FALLUJAH, Iraq -- Breakups can be painful. For Cpl. Joseph Mahoney, however, he claimed to have found something bigger and better after the final farewells were said.
The 21-year-old Lynn, Mass. native and 22 other Marines were separated from comrades they had lived and trained with for several months to create a new unit; one mobile, flexible and skilled enough to battle the unpredictable insurgency here.
They are 4th Combined Anti-Armor Team, Weapons Company, 1st Battalion, 6th Marine Regiment. Mahoney, a 2004 Lynn Vocational Technical High School graduate and his brothers-in-arms became a team in late April to provide security for Fallujah’s streets and surrounding rural areas.
“When we first came together, everyone hung out with the people they knew from their old platoons,” said Mahoney, a machine gunner by trade and a vehicle operator with the team. “It didn’t take us long to come together, though. Now, it’s just like being with our old platoons, if not better.”
Reliance on each other is one strength “Ghost Rider” Marines use everyday to accomplish their difficult operations. From looking for terrorist activity on roads leading into the city, to patrolling Fallujah’s streets, men like Mahoney toil underneath Iraq’s blistering sun to secure the previously war-torn city.
“Sometimes, we’ll have really boring days when nothing happens. We still keep our awareness up to expect the worse, though,” Mahoney stated. “We do our best to change things up to keep insurgents guessing, but it still gets very repetitive out here.”
Nevertheless, these Marines have seen their fair share of action during their five months together. “Ghost Rider” Marines claim such accomplishments as unearthing nine roadside bombs, capturing one IED triggerman and one IED planter, and detaining several other insurgents wanted by their battalion.
This CAAT is also the only group of Marines in their battalion to have engaged insurgents with automatic weapons, such as .50 caliber Machine Guns and MK-19 automatic Grenade Launchers.

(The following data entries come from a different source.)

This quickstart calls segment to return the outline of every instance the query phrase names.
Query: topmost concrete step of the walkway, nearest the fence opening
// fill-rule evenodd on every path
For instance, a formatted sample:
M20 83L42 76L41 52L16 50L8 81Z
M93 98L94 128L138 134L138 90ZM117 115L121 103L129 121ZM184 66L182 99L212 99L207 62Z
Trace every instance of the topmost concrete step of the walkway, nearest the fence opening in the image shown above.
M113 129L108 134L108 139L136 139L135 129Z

The Marines used these heavy guns to sink boats on a river from which terrorists were attacking them.
When not patrolling and on the offensive, Mahoney and his fellow Marines maintain vigilance over a roadway connecting Baghdad and Fallujah.
“We drive out here in the middle of nowhere to look for things that could conceal IEDs, like boxes and animal carcasses,” Mahoney explained. “We’ll move into our positions and observe for people stopped along the side of the road or setting stuff down.”
For hours on end and into the night, the team scans the unchanging horizon to keep other drivers and their own convoys safe.
Thanks to their platoon’s vigilance, battalion personnel reported the number of IED attacks on Mobile to have significantly decreased since the unit arrived here in mid-March.
“My Marines are focused on finding, capturing or killing the enemy,” stated Gunnery Sgt. Walter Diggs, platoon commander. “We’re always practicing and conducting rehearsals to prepare for these missions. When they’re doing (these missions), my guys think to themselves, ‘This is for the Marines who’ve been hurt out here.’”
In April, one Weapons Company Corpsman was killed in action when his vehicle was struck by an IED (improvised explosive device). Three Marines with Mahoney’s battalion have also perished in IED explosions.
Months later, the battalion’s Marines and Sailors keep their memories of fallen friends alive as they continue bringing security to a still-turbulent nation.
Mahoney said his team will finish out their deployment, content with having played a vital role in securing the still-infant democratic nation of Iraq.
“We can leave here knowing that we did our part to keep our areas safe,” he said.